My aunt, Aldine Younger, bequeathed a tragic legacy that has left its mark on three generations of our family.
This book was inspired by oral histories, clarified through personal interviews and documented with extensive research. The central characters are based on real people. Certain names are taken from historical public records. Others have been changed to protect the privacy of those who assisted in my mission to understand the circumstances that led to my aunt’s killing.
When my father and I returned to Illinois in 1996 to make my first inquiries into my aunt’s past, I was astonished to learn that over six decades after her death, her name was known, the “accident” remembered. A number of individuals were happy, even eager, to share their memories.
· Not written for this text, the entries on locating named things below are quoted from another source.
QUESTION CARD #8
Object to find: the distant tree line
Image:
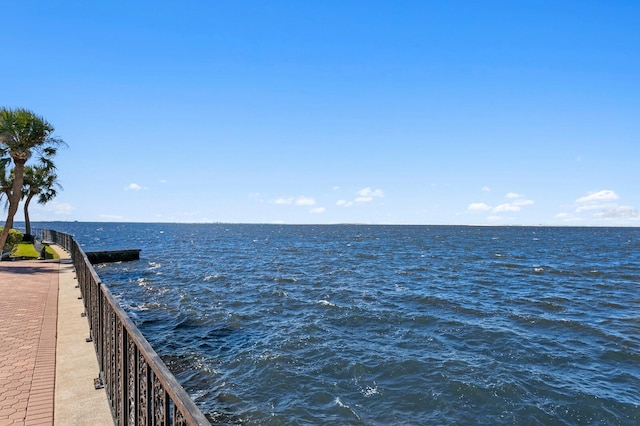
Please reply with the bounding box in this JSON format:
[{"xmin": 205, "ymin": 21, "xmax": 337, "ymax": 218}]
[{"xmin": 0, "ymin": 108, "xmax": 64, "ymax": 252}]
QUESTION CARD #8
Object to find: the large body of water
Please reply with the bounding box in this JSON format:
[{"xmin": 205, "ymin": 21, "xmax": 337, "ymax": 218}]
[{"xmin": 37, "ymin": 222, "xmax": 640, "ymax": 425}]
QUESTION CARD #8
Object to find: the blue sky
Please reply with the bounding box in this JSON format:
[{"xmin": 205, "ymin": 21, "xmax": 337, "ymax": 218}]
[{"xmin": 0, "ymin": 0, "xmax": 640, "ymax": 226}]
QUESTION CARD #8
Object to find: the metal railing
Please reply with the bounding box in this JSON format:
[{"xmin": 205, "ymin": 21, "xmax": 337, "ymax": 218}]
[{"xmin": 42, "ymin": 229, "xmax": 210, "ymax": 425}]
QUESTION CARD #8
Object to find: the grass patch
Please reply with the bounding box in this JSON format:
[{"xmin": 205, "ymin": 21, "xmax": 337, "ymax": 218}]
[
  {"xmin": 11, "ymin": 243, "xmax": 40, "ymax": 259},
  {"xmin": 11, "ymin": 243, "xmax": 60, "ymax": 259}
]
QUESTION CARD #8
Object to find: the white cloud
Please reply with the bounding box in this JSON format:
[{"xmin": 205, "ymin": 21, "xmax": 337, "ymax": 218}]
[
  {"xmin": 576, "ymin": 189, "xmax": 620, "ymax": 204},
  {"xmin": 336, "ymin": 187, "xmax": 384, "ymax": 207},
  {"xmin": 124, "ymin": 183, "xmax": 148, "ymax": 191},
  {"xmin": 492, "ymin": 192, "xmax": 535, "ymax": 213},
  {"xmin": 358, "ymin": 187, "xmax": 384, "ymax": 201},
  {"xmin": 275, "ymin": 197, "xmax": 293, "ymax": 205},
  {"xmin": 275, "ymin": 196, "xmax": 316, "ymax": 206},
  {"xmin": 296, "ymin": 197, "xmax": 316, "ymax": 206},
  {"xmin": 492, "ymin": 203, "xmax": 522, "ymax": 213},
  {"xmin": 467, "ymin": 203, "xmax": 491, "ymax": 212},
  {"xmin": 511, "ymin": 200, "xmax": 535, "ymax": 206}
]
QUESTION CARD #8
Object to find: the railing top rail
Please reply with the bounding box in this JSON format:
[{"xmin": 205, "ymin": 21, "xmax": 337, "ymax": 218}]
[{"xmin": 43, "ymin": 229, "xmax": 210, "ymax": 425}]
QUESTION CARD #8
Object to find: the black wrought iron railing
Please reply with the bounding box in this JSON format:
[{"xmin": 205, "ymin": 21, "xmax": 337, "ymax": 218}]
[{"xmin": 42, "ymin": 230, "xmax": 210, "ymax": 425}]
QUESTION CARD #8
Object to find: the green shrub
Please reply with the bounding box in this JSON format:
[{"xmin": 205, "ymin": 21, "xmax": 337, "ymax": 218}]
[
  {"xmin": 11, "ymin": 243, "xmax": 40, "ymax": 259},
  {"xmin": 0, "ymin": 226, "xmax": 22, "ymax": 252}
]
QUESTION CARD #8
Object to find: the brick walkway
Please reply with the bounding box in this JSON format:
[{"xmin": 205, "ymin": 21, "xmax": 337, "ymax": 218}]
[{"xmin": 0, "ymin": 260, "xmax": 59, "ymax": 426}]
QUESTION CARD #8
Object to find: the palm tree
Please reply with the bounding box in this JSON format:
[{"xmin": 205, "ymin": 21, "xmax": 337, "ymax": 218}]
[
  {"xmin": 0, "ymin": 157, "xmax": 13, "ymax": 208},
  {"xmin": 22, "ymin": 166, "xmax": 62, "ymax": 240},
  {"xmin": 0, "ymin": 108, "xmax": 64, "ymax": 255}
]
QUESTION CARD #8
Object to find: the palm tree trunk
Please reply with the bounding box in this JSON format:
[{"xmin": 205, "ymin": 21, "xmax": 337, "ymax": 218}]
[
  {"xmin": 24, "ymin": 194, "xmax": 35, "ymax": 241},
  {"xmin": 0, "ymin": 158, "xmax": 27, "ymax": 251}
]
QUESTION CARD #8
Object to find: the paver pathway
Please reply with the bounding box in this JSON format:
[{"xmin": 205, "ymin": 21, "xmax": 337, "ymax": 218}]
[{"xmin": 0, "ymin": 260, "xmax": 59, "ymax": 426}]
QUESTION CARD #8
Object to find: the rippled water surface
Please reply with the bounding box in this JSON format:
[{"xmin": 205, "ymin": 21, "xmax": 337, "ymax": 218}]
[{"xmin": 39, "ymin": 223, "xmax": 640, "ymax": 425}]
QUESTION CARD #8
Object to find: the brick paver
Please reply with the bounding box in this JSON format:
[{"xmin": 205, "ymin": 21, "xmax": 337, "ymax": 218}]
[{"xmin": 0, "ymin": 260, "xmax": 59, "ymax": 426}]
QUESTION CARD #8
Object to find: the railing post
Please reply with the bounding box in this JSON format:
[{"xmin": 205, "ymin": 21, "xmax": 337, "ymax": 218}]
[{"xmin": 42, "ymin": 230, "xmax": 209, "ymax": 426}]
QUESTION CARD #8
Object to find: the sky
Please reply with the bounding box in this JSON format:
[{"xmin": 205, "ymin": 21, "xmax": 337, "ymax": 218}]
[{"xmin": 0, "ymin": 0, "xmax": 640, "ymax": 226}]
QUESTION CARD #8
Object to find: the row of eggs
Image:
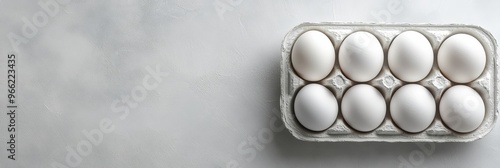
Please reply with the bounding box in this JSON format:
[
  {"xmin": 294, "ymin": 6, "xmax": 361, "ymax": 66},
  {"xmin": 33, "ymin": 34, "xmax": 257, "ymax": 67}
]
[
  {"xmin": 291, "ymin": 30, "xmax": 486, "ymax": 83},
  {"xmin": 293, "ymin": 83, "xmax": 485, "ymax": 133}
]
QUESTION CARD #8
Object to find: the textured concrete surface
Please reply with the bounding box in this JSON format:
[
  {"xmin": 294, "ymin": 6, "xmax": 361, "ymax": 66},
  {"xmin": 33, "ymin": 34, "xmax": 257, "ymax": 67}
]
[{"xmin": 0, "ymin": 0, "xmax": 500, "ymax": 168}]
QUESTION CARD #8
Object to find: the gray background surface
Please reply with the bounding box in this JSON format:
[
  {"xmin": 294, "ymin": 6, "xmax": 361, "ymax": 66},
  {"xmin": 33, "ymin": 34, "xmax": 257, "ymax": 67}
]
[{"xmin": 0, "ymin": 0, "xmax": 500, "ymax": 168}]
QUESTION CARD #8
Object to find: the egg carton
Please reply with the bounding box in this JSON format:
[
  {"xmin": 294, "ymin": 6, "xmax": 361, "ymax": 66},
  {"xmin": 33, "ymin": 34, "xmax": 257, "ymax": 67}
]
[{"xmin": 280, "ymin": 23, "xmax": 499, "ymax": 142}]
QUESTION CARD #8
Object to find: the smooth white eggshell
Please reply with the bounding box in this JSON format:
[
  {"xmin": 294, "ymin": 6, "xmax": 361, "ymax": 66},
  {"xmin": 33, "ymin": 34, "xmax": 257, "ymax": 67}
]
[
  {"xmin": 340, "ymin": 84, "xmax": 386, "ymax": 132},
  {"xmin": 439, "ymin": 85, "xmax": 485, "ymax": 133},
  {"xmin": 390, "ymin": 84, "xmax": 436, "ymax": 133},
  {"xmin": 437, "ymin": 34, "xmax": 486, "ymax": 83},
  {"xmin": 339, "ymin": 31, "xmax": 384, "ymax": 82},
  {"xmin": 387, "ymin": 31, "xmax": 434, "ymax": 82},
  {"xmin": 291, "ymin": 30, "xmax": 335, "ymax": 81},
  {"xmin": 294, "ymin": 84, "xmax": 338, "ymax": 131}
]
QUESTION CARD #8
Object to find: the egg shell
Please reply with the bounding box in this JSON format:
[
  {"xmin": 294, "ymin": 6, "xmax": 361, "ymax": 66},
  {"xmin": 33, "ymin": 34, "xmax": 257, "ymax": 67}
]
[
  {"xmin": 340, "ymin": 84, "xmax": 386, "ymax": 132},
  {"xmin": 439, "ymin": 85, "xmax": 485, "ymax": 133},
  {"xmin": 294, "ymin": 84, "xmax": 338, "ymax": 131},
  {"xmin": 339, "ymin": 31, "xmax": 384, "ymax": 82},
  {"xmin": 292, "ymin": 30, "xmax": 335, "ymax": 81}
]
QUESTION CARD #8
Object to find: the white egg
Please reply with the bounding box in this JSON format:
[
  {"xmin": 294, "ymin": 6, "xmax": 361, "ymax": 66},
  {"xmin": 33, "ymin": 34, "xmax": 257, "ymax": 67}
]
[
  {"xmin": 437, "ymin": 34, "xmax": 486, "ymax": 83},
  {"xmin": 387, "ymin": 31, "xmax": 434, "ymax": 82},
  {"xmin": 439, "ymin": 85, "xmax": 485, "ymax": 133},
  {"xmin": 390, "ymin": 84, "xmax": 436, "ymax": 133},
  {"xmin": 339, "ymin": 31, "xmax": 384, "ymax": 82},
  {"xmin": 340, "ymin": 84, "xmax": 386, "ymax": 132},
  {"xmin": 291, "ymin": 30, "xmax": 335, "ymax": 81},
  {"xmin": 294, "ymin": 84, "xmax": 338, "ymax": 131}
]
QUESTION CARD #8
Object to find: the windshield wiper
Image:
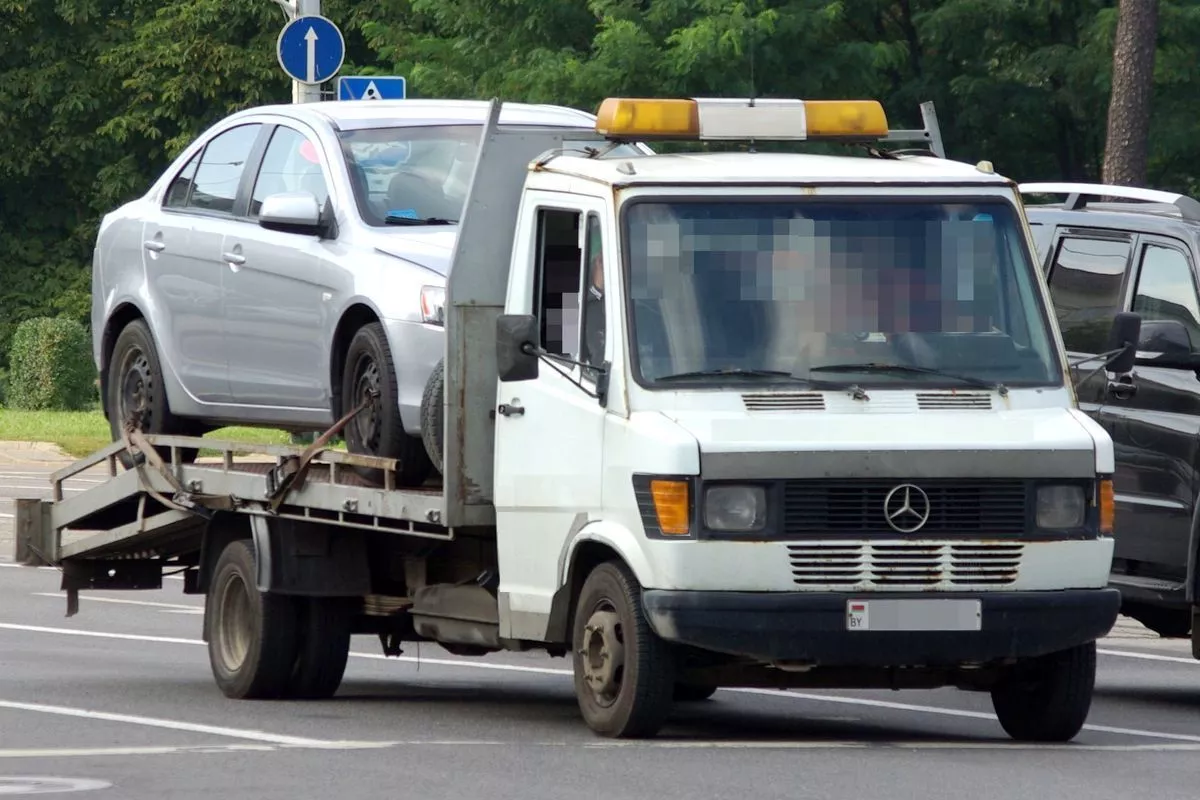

Others, put off by lingering distaste for roadhouse scandal, declined to offer any assistance. Aldine Younger was still stirring up strong public opinion in her hometown.
For all the factual evidence and lively recollections that fueled my journey, I knew that the “true” story of Aldine Younger could only be accessed through the liberating power of fiction. Like all novels this one is a potpourri of experience, metaphor and hard-earned insight. Characters are composites, relationships embellished, drama heightened, and many scenes entirely the work of this writer’s imagination.
Subjects choose us as much as we choose them. The ghosts of my father’s tribe dined at our family table every night of my childhood like it or not. In a sense I grew up with Aunt Aldine. But I believe all ghosts, within and without, long to be released. For any child-woman wrenched from a place of safety and belonging before she is fully grown, there comes a time to transcend the past. To make peace with who they were and what they can now become. I wish that for Aldine. I wish that for all lost daughters.